By default, no. On the Business, Enterprise, and Edu plans, your data is not used to train OpenAI’s models by default, which is one of the main reasons the feature is considered safe for connecting sensitive internal information. Administrators should still review their organization’s data settings to confirm the configuration.
How is this different from regular ChatGPT search?
Regular ChatGPT answers from its general training and, with web search, from the public internet. Company knowledge instead searches your private, connected business apps and answers from that internal context, with citations to your own sources. It is powered by a version of GPT-5 trained to look across multiple sources at once.
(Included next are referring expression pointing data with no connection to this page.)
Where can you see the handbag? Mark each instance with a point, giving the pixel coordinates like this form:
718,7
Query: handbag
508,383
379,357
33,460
Why do the citations matter?
Citations let you verify every answer against the original source, which is essential for trusting business information. If ChatGPT reports a decision or a status, you can click through to the exact Slack message or document behind it. This verifiability guards against acting on a confident but unsupported answer and is what makes the feature usable for real work.
Is company knowledge the same as an enterprise search tool?
It is a large-language-model take on enterprise search. Rather than returning a list of links, it gives a synthesized, plain-language answer that spans all your connected sources and cites them. The underlying idea of retrieving internal information to ground the model’s answer is the same as retrieval-augmented generation, applied across your whole connected workspace.